Abbandonata e “tradita” la rivoluzione liberale – perché sgradita alla larga maggioranza degli italiani – Berlusconi, che con la maggioranza degli italiani è in sintonia, ha coerentemente rifondato la Dc chiamandola Pdl. E la stessa Lega, al di là degli scontri per il potere che vedremo alle amministrative di giugno e alle regionali dell’anno prossimo, non è che una variante territoriale della Dc; una sorta di Cdu trapiantata dalla Baviera al Lombardo-Veneto. Giacché – sottolinea sempre Ricolfi – “Tutti i partiti, Lega compresa, sono impegnati anzitutto a tutelare il potere degli amministratori locali, e si oppongono tenacemente a qualsiasi norma che rischi di ridurre le risorse a loro disposizione, o di diminuire il loro potere di nomina: non per nulla né il centro-sinistra né il centro-destra hanno avuto il coraggio di varare una riforma incisiva dei servizi pubblici locali; non per nulla il federalismo fiscale è stato progressivamente annacquato per venire incontro al ceto politico dei territori più spreconi”.
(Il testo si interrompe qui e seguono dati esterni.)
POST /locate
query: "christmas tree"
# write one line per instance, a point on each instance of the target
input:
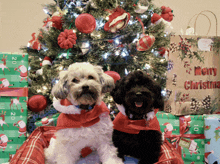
(121, 36)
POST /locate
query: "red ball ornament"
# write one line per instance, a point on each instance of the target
(155, 19)
(57, 22)
(85, 23)
(114, 75)
(145, 42)
(37, 103)
(67, 39)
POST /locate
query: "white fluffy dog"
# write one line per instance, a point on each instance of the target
(84, 120)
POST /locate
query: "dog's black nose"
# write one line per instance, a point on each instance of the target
(85, 87)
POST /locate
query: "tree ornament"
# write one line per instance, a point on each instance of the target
(167, 13)
(47, 24)
(57, 20)
(47, 61)
(156, 19)
(164, 52)
(67, 39)
(85, 47)
(141, 6)
(114, 75)
(37, 103)
(146, 41)
(118, 19)
(85, 23)
(34, 43)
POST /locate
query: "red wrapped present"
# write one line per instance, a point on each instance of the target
(32, 150)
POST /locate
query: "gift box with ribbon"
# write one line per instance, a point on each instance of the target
(212, 134)
(48, 121)
(13, 103)
(186, 133)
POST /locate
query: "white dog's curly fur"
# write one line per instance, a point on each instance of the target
(82, 84)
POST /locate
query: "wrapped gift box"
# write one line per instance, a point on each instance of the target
(13, 103)
(48, 121)
(212, 134)
(186, 133)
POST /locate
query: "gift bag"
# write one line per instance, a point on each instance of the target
(193, 78)
(13, 103)
(212, 134)
(186, 134)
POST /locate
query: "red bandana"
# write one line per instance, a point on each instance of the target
(124, 124)
(85, 119)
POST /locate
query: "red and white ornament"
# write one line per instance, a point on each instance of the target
(164, 52)
(67, 39)
(37, 103)
(34, 43)
(156, 19)
(57, 20)
(47, 61)
(142, 6)
(5, 83)
(145, 42)
(85, 23)
(118, 19)
(166, 13)
(45, 121)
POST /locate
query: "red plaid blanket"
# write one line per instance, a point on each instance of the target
(32, 150)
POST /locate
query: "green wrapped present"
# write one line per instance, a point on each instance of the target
(48, 121)
(212, 133)
(13, 103)
(186, 133)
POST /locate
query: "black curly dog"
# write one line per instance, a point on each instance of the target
(139, 94)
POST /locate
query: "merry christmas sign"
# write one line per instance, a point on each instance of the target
(13, 103)
(193, 77)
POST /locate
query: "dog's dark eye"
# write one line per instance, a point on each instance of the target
(75, 80)
(90, 77)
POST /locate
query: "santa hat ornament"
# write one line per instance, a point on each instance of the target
(34, 43)
(47, 61)
(19, 122)
(164, 53)
(118, 19)
(167, 13)
(146, 41)
(45, 121)
(156, 19)
(37, 103)
(141, 6)
(165, 124)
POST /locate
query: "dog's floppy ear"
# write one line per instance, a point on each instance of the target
(108, 84)
(118, 93)
(60, 89)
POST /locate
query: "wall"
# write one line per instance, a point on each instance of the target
(20, 18)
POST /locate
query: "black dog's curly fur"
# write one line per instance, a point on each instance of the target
(138, 88)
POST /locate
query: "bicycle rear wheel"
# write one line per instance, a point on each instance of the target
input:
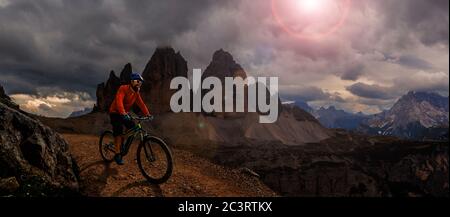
(106, 146)
(154, 159)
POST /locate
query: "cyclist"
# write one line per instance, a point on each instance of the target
(126, 97)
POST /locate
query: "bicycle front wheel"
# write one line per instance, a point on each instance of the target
(106, 146)
(154, 159)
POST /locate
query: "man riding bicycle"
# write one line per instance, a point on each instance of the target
(126, 97)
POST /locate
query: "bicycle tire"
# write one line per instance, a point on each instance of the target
(168, 155)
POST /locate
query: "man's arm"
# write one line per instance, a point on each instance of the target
(119, 101)
(142, 105)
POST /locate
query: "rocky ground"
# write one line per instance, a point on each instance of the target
(192, 176)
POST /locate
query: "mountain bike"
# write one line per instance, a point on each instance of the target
(153, 156)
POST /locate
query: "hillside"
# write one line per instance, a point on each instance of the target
(192, 176)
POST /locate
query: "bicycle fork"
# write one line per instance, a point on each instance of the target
(148, 153)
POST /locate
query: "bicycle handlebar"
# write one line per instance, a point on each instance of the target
(142, 118)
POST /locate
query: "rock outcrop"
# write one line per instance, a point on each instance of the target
(348, 166)
(5, 99)
(34, 160)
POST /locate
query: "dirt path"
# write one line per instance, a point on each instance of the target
(192, 176)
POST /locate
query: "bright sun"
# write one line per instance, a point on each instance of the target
(310, 6)
(310, 19)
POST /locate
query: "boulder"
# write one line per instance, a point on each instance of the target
(35, 155)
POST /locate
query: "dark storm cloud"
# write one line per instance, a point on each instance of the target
(307, 94)
(71, 45)
(410, 61)
(370, 91)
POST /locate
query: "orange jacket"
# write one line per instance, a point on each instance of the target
(125, 98)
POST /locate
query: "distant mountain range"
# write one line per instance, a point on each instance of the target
(416, 116)
(80, 112)
(334, 118)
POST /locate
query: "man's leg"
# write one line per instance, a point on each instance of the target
(117, 143)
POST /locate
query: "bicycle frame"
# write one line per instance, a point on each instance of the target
(130, 136)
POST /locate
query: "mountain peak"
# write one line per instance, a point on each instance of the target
(430, 97)
(3, 94)
(165, 63)
(126, 74)
(223, 65)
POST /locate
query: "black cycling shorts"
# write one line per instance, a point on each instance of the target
(118, 122)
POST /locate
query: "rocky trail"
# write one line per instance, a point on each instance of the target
(192, 175)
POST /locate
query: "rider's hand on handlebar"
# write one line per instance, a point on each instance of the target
(126, 117)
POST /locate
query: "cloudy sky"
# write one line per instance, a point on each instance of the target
(359, 55)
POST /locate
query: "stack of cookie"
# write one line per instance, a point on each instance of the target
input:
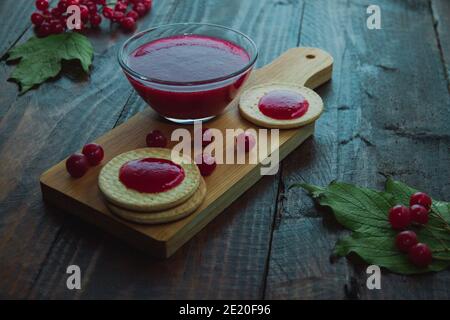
(147, 186)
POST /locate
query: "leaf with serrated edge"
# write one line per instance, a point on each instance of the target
(40, 58)
(365, 212)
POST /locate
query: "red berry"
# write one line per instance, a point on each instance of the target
(55, 12)
(62, 5)
(147, 4)
(399, 217)
(84, 13)
(156, 139)
(206, 164)
(37, 19)
(108, 13)
(42, 4)
(94, 153)
(56, 27)
(96, 20)
(420, 198)
(207, 137)
(249, 143)
(420, 255)
(77, 165)
(419, 214)
(80, 27)
(133, 14)
(140, 9)
(120, 7)
(128, 23)
(92, 7)
(405, 240)
(43, 30)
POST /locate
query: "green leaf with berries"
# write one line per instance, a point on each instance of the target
(367, 213)
(41, 58)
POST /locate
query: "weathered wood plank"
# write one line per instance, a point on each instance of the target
(441, 15)
(14, 21)
(387, 111)
(228, 258)
(39, 129)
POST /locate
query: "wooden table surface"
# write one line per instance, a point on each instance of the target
(387, 113)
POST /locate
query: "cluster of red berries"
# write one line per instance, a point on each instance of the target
(49, 21)
(205, 162)
(400, 217)
(78, 164)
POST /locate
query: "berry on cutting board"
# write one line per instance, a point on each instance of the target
(77, 165)
(156, 139)
(94, 153)
(206, 164)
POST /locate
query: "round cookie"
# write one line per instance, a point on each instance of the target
(248, 106)
(118, 194)
(169, 215)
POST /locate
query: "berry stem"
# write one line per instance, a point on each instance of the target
(441, 258)
(436, 238)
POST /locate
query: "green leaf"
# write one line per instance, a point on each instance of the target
(40, 58)
(365, 212)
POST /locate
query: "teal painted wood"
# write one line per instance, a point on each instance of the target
(387, 113)
(271, 243)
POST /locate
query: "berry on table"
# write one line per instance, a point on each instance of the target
(156, 139)
(94, 153)
(56, 13)
(248, 140)
(118, 16)
(140, 8)
(405, 240)
(95, 20)
(108, 13)
(37, 19)
(42, 4)
(43, 30)
(128, 23)
(84, 13)
(56, 27)
(399, 217)
(133, 14)
(120, 6)
(420, 255)
(420, 198)
(419, 214)
(206, 164)
(62, 5)
(77, 165)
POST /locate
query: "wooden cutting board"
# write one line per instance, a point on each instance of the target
(304, 66)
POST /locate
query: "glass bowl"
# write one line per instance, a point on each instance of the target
(186, 102)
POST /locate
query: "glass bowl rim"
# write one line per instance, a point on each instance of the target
(125, 67)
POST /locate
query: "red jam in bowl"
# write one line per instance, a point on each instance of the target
(283, 105)
(187, 68)
(151, 175)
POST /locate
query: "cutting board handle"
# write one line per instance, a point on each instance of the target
(304, 66)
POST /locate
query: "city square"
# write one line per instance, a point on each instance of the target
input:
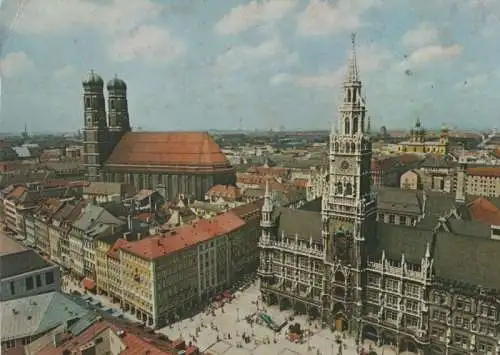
(222, 333)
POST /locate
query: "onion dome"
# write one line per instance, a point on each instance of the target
(116, 83)
(93, 79)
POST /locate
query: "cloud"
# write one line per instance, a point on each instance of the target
(424, 34)
(370, 58)
(321, 17)
(281, 78)
(64, 73)
(250, 56)
(151, 43)
(111, 16)
(255, 13)
(431, 53)
(15, 64)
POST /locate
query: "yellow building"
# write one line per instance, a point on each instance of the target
(418, 142)
(103, 245)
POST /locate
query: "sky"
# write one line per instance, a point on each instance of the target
(262, 64)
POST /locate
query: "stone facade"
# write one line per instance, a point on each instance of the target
(423, 283)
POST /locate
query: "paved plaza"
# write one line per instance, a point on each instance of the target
(222, 334)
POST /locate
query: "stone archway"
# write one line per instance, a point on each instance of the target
(370, 333)
(272, 299)
(285, 304)
(407, 346)
(314, 312)
(388, 338)
(339, 277)
(299, 308)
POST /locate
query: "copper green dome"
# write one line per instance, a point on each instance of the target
(93, 79)
(116, 83)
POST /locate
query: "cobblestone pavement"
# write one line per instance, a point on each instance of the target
(232, 321)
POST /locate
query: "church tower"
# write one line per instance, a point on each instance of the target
(118, 120)
(95, 141)
(349, 206)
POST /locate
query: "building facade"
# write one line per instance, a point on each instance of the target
(187, 163)
(418, 142)
(422, 284)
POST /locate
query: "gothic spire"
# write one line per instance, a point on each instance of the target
(268, 204)
(352, 71)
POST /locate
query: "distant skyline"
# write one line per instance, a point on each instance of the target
(230, 64)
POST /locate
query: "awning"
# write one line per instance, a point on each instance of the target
(88, 283)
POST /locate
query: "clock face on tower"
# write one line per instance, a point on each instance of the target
(344, 165)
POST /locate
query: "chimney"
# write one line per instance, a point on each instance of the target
(461, 181)
(57, 338)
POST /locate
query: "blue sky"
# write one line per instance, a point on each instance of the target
(229, 64)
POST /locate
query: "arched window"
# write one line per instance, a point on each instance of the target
(348, 189)
(355, 125)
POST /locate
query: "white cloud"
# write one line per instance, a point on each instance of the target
(245, 56)
(370, 58)
(322, 17)
(424, 34)
(280, 79)
(123, 22)
(151, 43)
(431, 53)
(14, 64)
(64, 73)
(255, 13)
(111, 16)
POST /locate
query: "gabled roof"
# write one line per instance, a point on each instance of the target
(30, 316)
(302, 223)
(168, 149)
(184, 237)
(20, 263)
(467, 259)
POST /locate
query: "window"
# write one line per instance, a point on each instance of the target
(411, 322)
(29, 283)
(412, 306)
(412, 290)
(49, 277)
(392, 301)
(391, 316)
(392, 285)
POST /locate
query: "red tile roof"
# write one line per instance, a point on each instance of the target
(134, 343)
(184, 237)
(300, 183)
(17, 193)
(168, 150)
(484, 211)
(487, 171)
(224, 191)
(113, 251)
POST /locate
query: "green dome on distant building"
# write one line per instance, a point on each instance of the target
(93, 79)
(116, 83)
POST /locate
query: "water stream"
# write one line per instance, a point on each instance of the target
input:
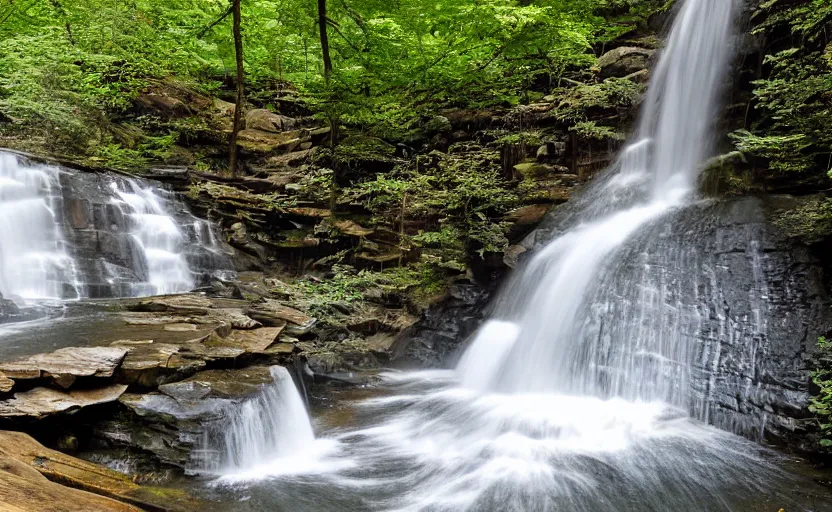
(584, 391)
(66, 234)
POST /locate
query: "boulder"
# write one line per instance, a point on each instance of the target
(438, 124)
(255, 341)
(26, 468)
(273, 313)
(171, 423)
(260, 141)
(65, 365)
(262, 119)
(623, 61)
(40, 402)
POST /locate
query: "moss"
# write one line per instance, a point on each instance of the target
(821, 402)
(357, 149)
(809, 223)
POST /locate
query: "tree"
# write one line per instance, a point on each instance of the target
(238, 55)
(323, 22)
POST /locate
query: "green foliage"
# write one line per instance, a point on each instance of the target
(793, 103)
(612, 95)
(64, 62)
(821, 403)
(811, 222)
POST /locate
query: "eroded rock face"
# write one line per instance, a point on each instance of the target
(65, 365)
(749, 301)
(26, 468)
(169, 423)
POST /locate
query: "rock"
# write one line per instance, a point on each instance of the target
(170, 423)
(551, 151)
(293, 159)
(150, 364)
(381, 343)
(438, 124)
(262, 119)
(66, 364)
(528, 215)
(40, 402)
(228, 384)
(351, 228)
(26, 468)
(259, 141)
(532, 170)
(188, 304)
(80, 213)
(623, 61)
(255, 341)
(272, 312)
(6, 384)
(511, 257)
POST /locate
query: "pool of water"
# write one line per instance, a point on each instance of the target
(422, 442)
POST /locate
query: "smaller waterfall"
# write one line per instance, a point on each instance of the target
(34, 261)
(66, 234)
(254, 437)
(159, 237)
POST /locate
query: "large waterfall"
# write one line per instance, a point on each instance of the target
(66, 234)
(583, 391)
(555, 300)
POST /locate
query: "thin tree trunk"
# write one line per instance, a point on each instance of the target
(238, 53)
(322, 22)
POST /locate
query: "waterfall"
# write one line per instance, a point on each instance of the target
(66, 234)
(160, 239)
(270, 433)
(34, 260)
(558, 297)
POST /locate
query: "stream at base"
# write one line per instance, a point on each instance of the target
(422, 442)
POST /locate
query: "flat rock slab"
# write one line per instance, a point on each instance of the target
(66, 364)
(26, 468)
(228, 384)
(255, 341)
(272, 312)
(39, 402)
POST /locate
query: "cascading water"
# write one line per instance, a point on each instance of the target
(578, 394)
(34, 261)
(270, 434)
(160, 239)
(67, 235)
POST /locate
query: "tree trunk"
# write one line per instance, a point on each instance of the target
(238, 54)
(322, 21)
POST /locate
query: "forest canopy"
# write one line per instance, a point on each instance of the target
(59, 58)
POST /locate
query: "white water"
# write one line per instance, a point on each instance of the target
(269, 435)
(45, 210)
(549, 411)
(34, 262)
(159, 237)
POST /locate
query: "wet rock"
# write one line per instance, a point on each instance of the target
(551, 151)
(438, 124)
(259, 141)
(149, 364)
(255, 341)
(261, 119)
(6, 384)
(65, 365)
(624, 61)
(273, 313)
(26, 468)
(170, 423)
(40, 402)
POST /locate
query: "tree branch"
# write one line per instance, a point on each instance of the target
(216, 22)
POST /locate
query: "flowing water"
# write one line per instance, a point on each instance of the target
(583, 392)
(67, 235)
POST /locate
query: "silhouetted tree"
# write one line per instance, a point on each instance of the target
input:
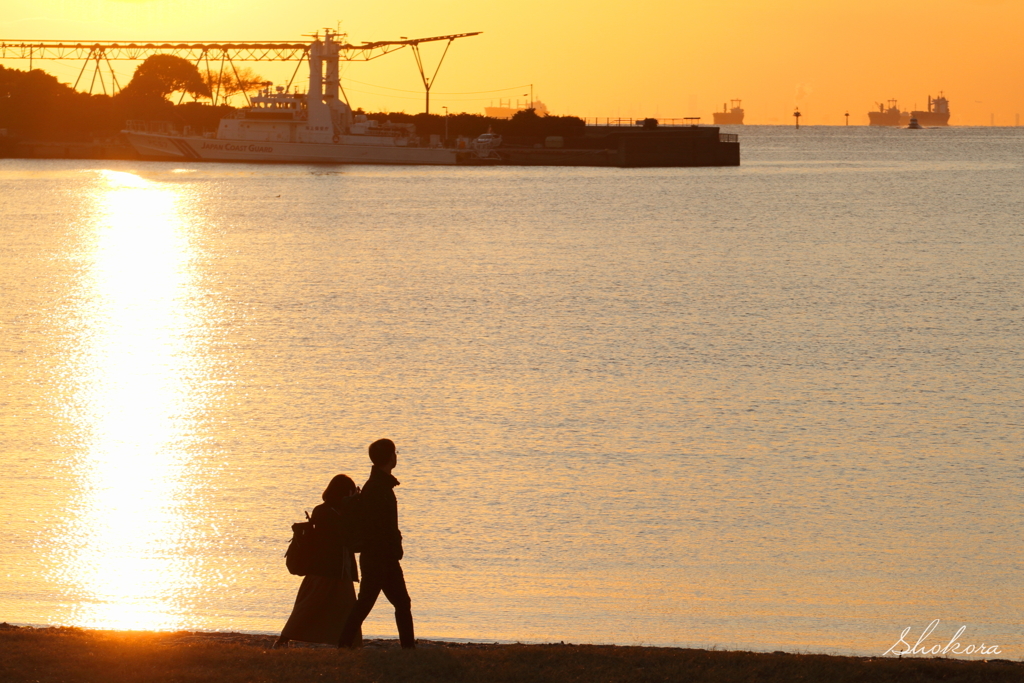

Il quadro delineato da Luca Ricolfi è l’antitesi della visione liberale. Restiamo appunto l’Italia delle corporazioni, del paternalismo, del dirigismo tipici delle culture politiche fascista, democristiana, comunista (culture politiche concorrenziali tra loro, ma mai antitetiche…). Quindi la piccola minoranza che vorrebbe invece una modernizzazione del nostro Paese si trova nella condizione indicata dall’editorialista de La Stampa: non sa chi votare.